How The Times Is Digging Into Millions of Pages of Epstein Files

It is one of the largest and most complex reporting projects in recent New York Times history: searching for facts, revelations and answers in the Jeffrey Epstein files.

About two dozen journalists are working through the three million pages, 180,000 images and 2,000 videos contained in the trove of files released about two weeks ago — and so far they’ve seen only 2 to 3 percent of the material. It would take years for a group that size to comb through it all and then verify information as true and publishable, given that so much of it is uncorroborated, in fragments or redacted.

How do we do this work? What are we looking for? In what ways are artificial intelligence tools helpful? What judgment calls have we been making or debating?

I recently held an online discussion about all of this with four of the Times journalists working on the Epstein documents: Kirsten Danis, our Investigations editor; Steve Eder, an investigative reporter; Dylan Freedman, an editor on our A.I. projects team; and Andrew Chavez, an engineer on our Interactive News desk. The discussion has been edited for length and clarity.

Take us back to that moment on Jan. 30 when the Justice Department released the three million pages and thousands of videos and images. What went through your minds?

STEVE EDER: It felt different from the first “Epstein Files” deadline day in mid-December. Then, it felt like a storm was coming because we had no idea what to expect. This time, we were better prepared, with new ways to dig into the documents. I wanted to find out what was there. And it would be a lot.

KIRSTEN DANIS: I was deeply curious, because we almost never get a chance to see the investigative materials underlying any case. Reporters always wish we had subpoena power. In this case, it was like we did.

You suddenly had receipts.

DANIS: Witness statements, emails, bank records. Would this material actually put to rest any of the enduring questions we’ve had about Epstein?

DYLAN FREEDMAN: I dropped all my meetings that day. The scale of this release was hard to visualize: About as tall as the Empire State Building, if you stacked the three million pages, not to mention the multimedia files. My first thought was: How can we create a tool that’s immediately useful to find content in that mammoth trove of information?

ANDREW CHAVEZ: I work a lot with documents. This was a particularly challenging collection. It was unruly: Photos, legal records, text messages, emails. And it was way more than one person could make sense of.

OK. So you knew that this big document release was coming, as Steve said. What did your preparations look like?

DANIS: We had assembled a team of reporters, editors and others who could jump in when the time came. They were colleagues in Washington and on our Investigations, National, Metro and Business desks, and engineers and A.I. journalists. Obviously, you can’t read three million pages. So we decided to start with search terms.

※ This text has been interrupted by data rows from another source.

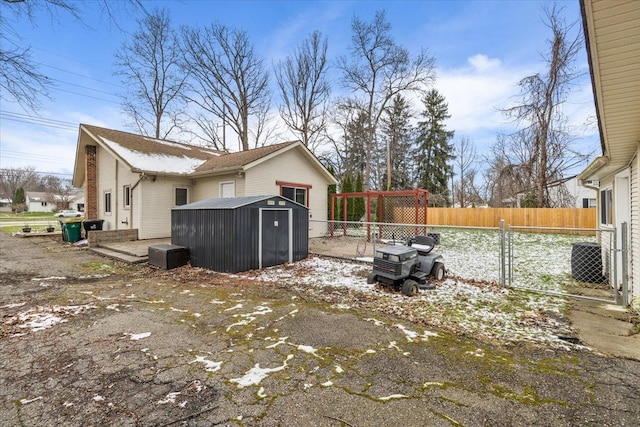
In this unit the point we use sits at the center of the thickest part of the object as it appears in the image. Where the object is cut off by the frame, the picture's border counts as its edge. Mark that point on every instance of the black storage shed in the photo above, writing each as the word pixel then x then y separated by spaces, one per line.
pixel 242 233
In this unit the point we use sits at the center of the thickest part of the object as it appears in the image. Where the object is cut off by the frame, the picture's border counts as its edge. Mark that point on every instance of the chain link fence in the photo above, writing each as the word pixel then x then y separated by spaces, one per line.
pixel 577 262
pixel 560 261
pixel 469 253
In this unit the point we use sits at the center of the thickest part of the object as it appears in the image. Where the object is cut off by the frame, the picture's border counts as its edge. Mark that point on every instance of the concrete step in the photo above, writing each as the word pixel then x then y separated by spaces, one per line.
pixel 120 256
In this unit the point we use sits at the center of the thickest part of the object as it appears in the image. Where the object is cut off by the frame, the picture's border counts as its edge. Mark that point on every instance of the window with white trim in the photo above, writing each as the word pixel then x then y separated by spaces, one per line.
pixel 606 206
pixel 228 189
pixel 296 194
pixel 181 196
pixel 126 196
pixel 107 202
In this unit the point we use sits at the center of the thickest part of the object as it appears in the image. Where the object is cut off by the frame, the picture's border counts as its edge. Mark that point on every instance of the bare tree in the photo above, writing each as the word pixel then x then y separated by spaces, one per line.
pixel 20 80
pixel 465 158
pixel 150 66
pixel 379 69
pixel 305 89
pixel 544 131
pixel 14 178
pixel 229 78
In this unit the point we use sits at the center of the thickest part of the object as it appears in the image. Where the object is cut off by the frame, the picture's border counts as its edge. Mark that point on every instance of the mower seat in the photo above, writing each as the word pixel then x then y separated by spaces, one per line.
pixel 423 244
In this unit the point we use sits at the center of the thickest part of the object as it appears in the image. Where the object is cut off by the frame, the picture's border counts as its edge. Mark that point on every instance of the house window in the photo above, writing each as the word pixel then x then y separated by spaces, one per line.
pixel 181 196
pixel 126 196
pixel 228 189
pixel 294 191
pixel 107 202
pixel 606 206
pixel 296 194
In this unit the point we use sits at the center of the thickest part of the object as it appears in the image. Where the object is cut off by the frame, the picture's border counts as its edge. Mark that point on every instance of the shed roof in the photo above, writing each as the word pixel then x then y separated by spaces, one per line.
pixel 231 202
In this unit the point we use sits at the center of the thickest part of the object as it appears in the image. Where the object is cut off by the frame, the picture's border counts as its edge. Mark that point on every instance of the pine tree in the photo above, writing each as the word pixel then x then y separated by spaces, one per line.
pixel 331 189
pixel 434 150
pixel 397 132
pixel 346 187
pixel 358 202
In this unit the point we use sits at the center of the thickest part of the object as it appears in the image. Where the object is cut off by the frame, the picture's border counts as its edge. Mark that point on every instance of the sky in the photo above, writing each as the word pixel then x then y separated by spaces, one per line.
pixel 481 50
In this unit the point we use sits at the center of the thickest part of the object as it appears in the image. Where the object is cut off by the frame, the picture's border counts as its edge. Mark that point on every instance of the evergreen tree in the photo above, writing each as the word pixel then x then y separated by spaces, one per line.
pixel 331 189
pixel 19 200
pixel 434 150
pixel 358 202
pixel 397 132
pixel 346 187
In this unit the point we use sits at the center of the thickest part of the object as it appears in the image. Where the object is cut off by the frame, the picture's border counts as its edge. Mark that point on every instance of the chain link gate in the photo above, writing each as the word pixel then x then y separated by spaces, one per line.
pixel 587 263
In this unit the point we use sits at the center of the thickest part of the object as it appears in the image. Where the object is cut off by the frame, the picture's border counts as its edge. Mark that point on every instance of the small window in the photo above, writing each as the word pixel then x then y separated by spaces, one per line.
pixel 126 196
pixel 298 195
pixel 181 196
pixel 227 189
pixel 606 206
pixel 107 202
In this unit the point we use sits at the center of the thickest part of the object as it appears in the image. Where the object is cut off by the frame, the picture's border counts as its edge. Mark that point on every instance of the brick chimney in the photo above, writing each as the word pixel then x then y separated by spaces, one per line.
pixel 90 183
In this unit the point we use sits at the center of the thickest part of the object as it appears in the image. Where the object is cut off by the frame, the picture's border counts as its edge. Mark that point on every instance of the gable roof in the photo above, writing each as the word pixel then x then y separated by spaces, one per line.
pixel 612 38
pixel 242 158
pixel 232 202
pixel 163 157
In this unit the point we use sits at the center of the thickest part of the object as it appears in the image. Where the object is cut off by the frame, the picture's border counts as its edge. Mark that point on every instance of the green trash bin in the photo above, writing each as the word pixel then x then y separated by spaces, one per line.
pixel 71 230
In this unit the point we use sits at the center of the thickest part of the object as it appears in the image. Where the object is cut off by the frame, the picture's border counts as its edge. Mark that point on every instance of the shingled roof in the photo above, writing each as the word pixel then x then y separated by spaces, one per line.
pixel 242 158
pixel 159 156
pixel 147 154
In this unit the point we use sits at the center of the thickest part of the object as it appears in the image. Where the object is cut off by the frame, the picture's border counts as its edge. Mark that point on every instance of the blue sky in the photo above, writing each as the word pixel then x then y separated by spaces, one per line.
pixel 481 49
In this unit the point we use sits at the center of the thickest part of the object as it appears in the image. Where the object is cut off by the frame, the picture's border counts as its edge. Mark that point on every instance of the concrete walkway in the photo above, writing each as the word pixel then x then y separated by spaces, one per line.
pixel 606 328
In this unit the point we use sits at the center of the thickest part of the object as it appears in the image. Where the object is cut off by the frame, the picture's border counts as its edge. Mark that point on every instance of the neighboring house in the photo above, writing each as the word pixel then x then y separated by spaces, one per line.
pixel 132 181
pixel 40 202
pixel 76 201
pixel 5 205
pixel 612 34
pixel 567 192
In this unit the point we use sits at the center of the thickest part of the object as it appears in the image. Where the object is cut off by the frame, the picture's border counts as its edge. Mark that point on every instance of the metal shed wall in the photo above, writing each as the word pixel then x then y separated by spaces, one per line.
pixel 223 234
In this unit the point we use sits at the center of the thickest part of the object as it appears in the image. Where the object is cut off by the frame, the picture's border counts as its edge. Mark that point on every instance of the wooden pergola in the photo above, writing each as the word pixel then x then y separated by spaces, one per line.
pixel 420 200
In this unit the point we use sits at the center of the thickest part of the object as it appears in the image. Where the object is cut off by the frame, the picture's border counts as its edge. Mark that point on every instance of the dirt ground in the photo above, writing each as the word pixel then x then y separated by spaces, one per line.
pixel 84 341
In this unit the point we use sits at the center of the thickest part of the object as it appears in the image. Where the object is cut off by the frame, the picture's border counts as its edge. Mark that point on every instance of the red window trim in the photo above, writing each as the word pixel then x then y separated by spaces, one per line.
pixel 308 187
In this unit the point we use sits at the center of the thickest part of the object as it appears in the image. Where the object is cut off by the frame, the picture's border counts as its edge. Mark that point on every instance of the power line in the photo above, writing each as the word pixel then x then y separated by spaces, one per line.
pixel 44 156
pixel 81 75
pixel 40 121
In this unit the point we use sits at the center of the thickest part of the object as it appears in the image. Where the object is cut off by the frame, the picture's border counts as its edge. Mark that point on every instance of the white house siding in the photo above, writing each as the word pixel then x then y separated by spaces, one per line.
pixel 292 166
pixel 634 231
pixel 36 206
pixel 209 188
pixel 158 198
pixel 107 168
pixel 123 215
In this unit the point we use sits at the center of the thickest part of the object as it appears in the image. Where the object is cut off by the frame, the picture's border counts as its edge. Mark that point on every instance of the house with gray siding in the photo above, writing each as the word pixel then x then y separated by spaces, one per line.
pixel 132 181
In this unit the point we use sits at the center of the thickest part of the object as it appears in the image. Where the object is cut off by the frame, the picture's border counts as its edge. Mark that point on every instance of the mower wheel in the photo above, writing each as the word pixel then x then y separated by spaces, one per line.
pixel 410 287
pixel 438 271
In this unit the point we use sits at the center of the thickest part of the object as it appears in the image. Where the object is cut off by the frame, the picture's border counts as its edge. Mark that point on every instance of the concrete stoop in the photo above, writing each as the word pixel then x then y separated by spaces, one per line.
pixel 606 328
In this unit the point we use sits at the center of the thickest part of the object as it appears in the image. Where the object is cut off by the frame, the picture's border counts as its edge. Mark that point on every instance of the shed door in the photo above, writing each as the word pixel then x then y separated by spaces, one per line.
pixel 276 242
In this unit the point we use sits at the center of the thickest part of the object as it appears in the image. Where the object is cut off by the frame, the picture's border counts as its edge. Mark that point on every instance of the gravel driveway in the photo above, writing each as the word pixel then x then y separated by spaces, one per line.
pixel 84 341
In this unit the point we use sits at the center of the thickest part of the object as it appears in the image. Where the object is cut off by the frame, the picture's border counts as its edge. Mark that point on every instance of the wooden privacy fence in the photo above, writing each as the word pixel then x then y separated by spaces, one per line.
pixel 517 217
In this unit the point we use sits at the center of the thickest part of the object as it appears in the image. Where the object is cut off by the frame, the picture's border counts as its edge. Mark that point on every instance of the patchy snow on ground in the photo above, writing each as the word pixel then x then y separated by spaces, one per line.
pixel 470 307
pixel 40 318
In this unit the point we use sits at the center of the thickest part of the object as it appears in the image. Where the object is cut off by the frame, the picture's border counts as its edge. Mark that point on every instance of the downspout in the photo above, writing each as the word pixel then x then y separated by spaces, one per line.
pixel 142 176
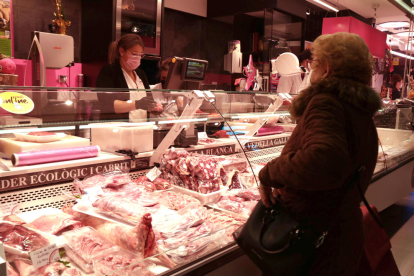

EDER: Trump. Clinton. Gates. Duke of York. My colleagues and I came up with a list of those terms and others about prominent people, places and events that involved Epstein; we’ve added more every day. Some searches were more topical, seeking details on Epstein’s time in jail and death. The plan was to divide those terms and phrases among the reporters and then begin searching the files to see what we found that was new and potentially newsworthy.

CHAVEZ: My desk, Interactive News, maintains a proprietary tool for document reporting, which we knew we’d need for a collection this large. We already had the ability to search millions of pages, but downloading and making millions of pages searchable in a few hours was a new challenge. We had some ideas about how the Justice Department might release the files online, so we built what we could and ran weekly rehearsals against a set of test documents that we assembled.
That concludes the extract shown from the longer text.